メインボーカルだとオクターブ上がるところなどは多少不自然になりますが、プリプロダクション時の仮歌データ作成や、2声、3声のコーラスやバンドのバックコーラスのアレンジメント作業、オリジナル・フレーズを歌わせたボイスサンプル制作などにはVOCALOIDはかなり使えると思います。正式なレコーディング前のプリプロ段階でのクライアントや作詞家とのメールでのやりとりや、自作曲のストックにも最適です。

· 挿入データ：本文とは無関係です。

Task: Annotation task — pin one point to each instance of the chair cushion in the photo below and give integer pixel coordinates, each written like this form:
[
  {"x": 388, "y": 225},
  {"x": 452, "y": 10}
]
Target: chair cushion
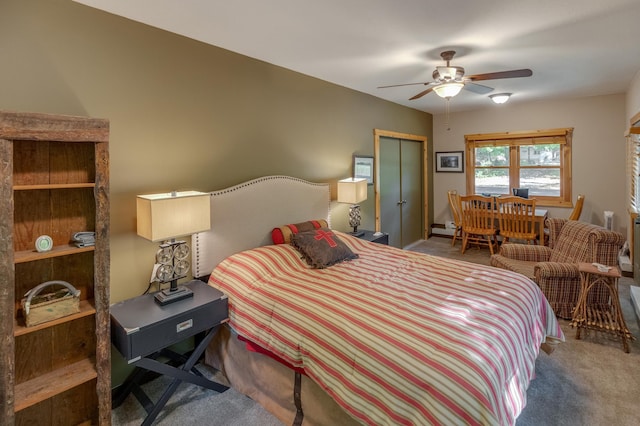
[{"x": 572, "y": 245}]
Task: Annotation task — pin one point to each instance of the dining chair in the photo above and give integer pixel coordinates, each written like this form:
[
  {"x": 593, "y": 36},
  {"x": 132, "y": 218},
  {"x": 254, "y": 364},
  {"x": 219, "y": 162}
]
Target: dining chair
[
  {"x": 453, "y": 196},
  {"x": 478, "y": 217},
  {"x": 516, "y": 218}
]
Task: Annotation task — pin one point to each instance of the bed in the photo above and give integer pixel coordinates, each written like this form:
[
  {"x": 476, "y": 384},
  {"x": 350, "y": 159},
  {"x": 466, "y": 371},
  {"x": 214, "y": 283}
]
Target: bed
[{"x": 387, "y": 336}]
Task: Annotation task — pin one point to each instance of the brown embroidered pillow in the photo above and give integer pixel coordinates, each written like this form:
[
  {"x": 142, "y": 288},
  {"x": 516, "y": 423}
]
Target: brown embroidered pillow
[
  {"x": 282, "y": 234},
  {"x": 322, "y": 248}
]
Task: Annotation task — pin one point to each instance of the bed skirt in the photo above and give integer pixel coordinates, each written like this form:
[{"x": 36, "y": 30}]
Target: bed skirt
[{"x": 271, "y": 383}]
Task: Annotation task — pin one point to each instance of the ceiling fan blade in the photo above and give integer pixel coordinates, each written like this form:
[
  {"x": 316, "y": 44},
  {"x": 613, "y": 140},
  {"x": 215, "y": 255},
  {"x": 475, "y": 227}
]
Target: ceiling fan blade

声質などは細部まで徹底的にVOCALOIDはエディットすることができるので、VOCALOIDの操作に慣れれば慣れるほど、より人間らしく歌わせることができます。自分の楽曲のボーカルパートをシンセのメロディーで代用している方で、自分の楽曲を1歩レベルアップさせたい方に、VOCALOIDは特にオススメすることのできるソフトシンセです。
VOCALOID(ボーカロイド)をMacで使う
残念ながらVOCALOIDはMacには現時点では対応していませんので、MacユーザーでVOCALOIDを使いたい場合は「Boot Camp」でMacにWindows OSをインストールするか、Windowsのパソコンを使うしか方法はありません。

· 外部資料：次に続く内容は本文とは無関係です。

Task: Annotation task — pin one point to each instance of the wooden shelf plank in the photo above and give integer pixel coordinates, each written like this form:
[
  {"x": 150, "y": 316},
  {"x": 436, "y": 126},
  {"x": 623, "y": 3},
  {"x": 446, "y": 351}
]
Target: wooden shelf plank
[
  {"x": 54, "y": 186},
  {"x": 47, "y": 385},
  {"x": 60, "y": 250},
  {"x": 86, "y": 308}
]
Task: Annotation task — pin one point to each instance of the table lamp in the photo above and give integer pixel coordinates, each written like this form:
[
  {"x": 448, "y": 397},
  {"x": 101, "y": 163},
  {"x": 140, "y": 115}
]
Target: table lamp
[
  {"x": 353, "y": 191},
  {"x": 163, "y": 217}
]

個人的にオススメなのは、最近はパソコンの低価格化が進み、BTOパソコンなどは高スペックのPCを格安に手に入れることができるので、VOCALOIDを使用するときはWindowsのパソコンを使用して、Windowsのパソコンで完成させたVOCALOIDのボーカルデータをMacのDAWソフトへ読み込む方法です。
主なボーカルのソフトシンセ
LIQUID THE VOICE

UEBERSCHALL ( ユーベルシャール )のボーカルのソフトシンセ「LIQUID THE VOICE」はピッチ修正ソフト「MELODYNE」を開発したCelemony社とUeberschall社の共同作業により開発された "Liquid Instrumentsエンジン"により、収録されているボーカル・フレーズのノートピッチ、フォルマント、音の長さ、スケール、テンポ、フレーズの開始と終了点を自由自在にコントロールする事ができます。そのためにキーや、曲のテンポに縛られることなく、ボーカル・フレーズを手軽に、かつクオリティを損なうことなく自分のフレーズに作り変えることができます。
その他のボーカルのソフトシンセ
男性&女性ラッパー、ポップ・シンガー、ソウル・シンガー、R&Bシンガーなど、プロのボーカリストのパフォーマンスを大量に収録したボーカル音源「VOCAL FORGE」や、ウェールズ、シリア、インド、ブルガリア、そしてアメリカの名だたる女性ボーカリスト5人の声を収録した「QUANTUM LEAP VOICES OF PASSION」。
また「CANTOR 2」は人間の代用としてボーカルを担当する為の事務的なソフトウェアではなく、言語サウンドシステムを核に据えた、斬新で創造的なシンセサイザーで。シーケンサーを模したレイアウトのスコア・エディタにて、メロディーと歌詞を入力するだけで、話す/歌うといった表現を行います。
自由なメロディー/歌詞で歌わせる事はもちろん、ロボットボイスから"声の面影"が僅かに残る程度のシンセサイザー・サウンドまで、あらゆる"音"で歌わせる事が可能です。